C# Graphics Programming

  • 1h 5m
  • Rod Stephens
  • John Wiley & Sons (US)
  • 2008

This Wrox Blox teaches you how to add graphics to C# 2008 applications, explaining fundamental graphics techniques such as: drawing shapes with different colors and line styles; filling areas with colors, gradients, and patterns; drawing text that is properly aligned, sized, and clipped exactly where you want it; manipulating images and saving results in bitmap, JPEG, and other types of files. Also covered are instructions for how to greatly increase your graphics capabilities using transformations. Transformations allow you to move, stretch, or rotate graphics. They also let you work in coordinate systems that make sense for your application. You will also learn how to use all of these techniques in printouts. The author describes the sequence of events that produce a printout and shows how to generate and preview printouts.

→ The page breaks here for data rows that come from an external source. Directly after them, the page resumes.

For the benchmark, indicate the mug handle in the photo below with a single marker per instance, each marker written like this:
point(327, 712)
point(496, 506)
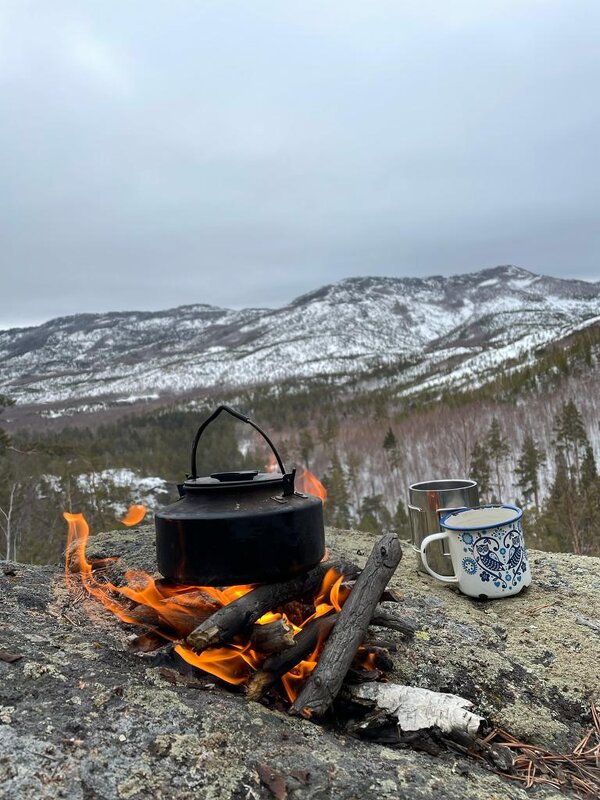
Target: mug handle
point(424, 544)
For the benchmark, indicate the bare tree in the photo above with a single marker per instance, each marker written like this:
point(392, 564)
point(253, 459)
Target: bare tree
point(6, 516)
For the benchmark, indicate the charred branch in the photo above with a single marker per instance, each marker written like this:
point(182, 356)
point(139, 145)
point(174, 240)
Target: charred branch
point(276, 666)
point(325, 681)
point(242, 613)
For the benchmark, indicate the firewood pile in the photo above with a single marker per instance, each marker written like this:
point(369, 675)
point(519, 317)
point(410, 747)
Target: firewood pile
point(332, 667)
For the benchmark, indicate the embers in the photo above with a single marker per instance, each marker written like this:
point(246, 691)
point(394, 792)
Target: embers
point(268, 638)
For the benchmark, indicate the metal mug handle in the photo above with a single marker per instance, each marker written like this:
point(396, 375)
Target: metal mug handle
point(434, 537)
point(242, 418)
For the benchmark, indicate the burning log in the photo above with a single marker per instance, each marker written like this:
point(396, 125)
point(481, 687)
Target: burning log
point(272, 637)
point(325, 681)
point(277, 665)
point(242, 613)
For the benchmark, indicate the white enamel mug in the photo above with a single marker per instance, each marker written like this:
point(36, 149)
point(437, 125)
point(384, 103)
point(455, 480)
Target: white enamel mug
point(487, 549)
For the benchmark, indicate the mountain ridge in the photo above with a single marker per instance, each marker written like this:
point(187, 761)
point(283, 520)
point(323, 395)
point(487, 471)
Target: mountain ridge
point(477, 321)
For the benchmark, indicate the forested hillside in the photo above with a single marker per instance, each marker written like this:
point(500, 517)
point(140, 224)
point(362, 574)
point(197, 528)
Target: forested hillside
point(529, 435)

The final sections describe two powerful new graphic tools that were introduced with .NET Framework 3.0: WPF graphics and FlowDocuments. WPF applications can use XAML graphic commands to declaratively draw and fill the same kinds of shapes that a program can draw by using graphics objects.

Finally, a discussion on the FlowDocument object shows you how to define items that should be flowed across multiple pages as space permits. This lets you display text, graphics, controls, and other items that automatically flow across page breaks. FlowDocument viewers make displaying these documents easy for you, and simplifies the user's reading of the documents.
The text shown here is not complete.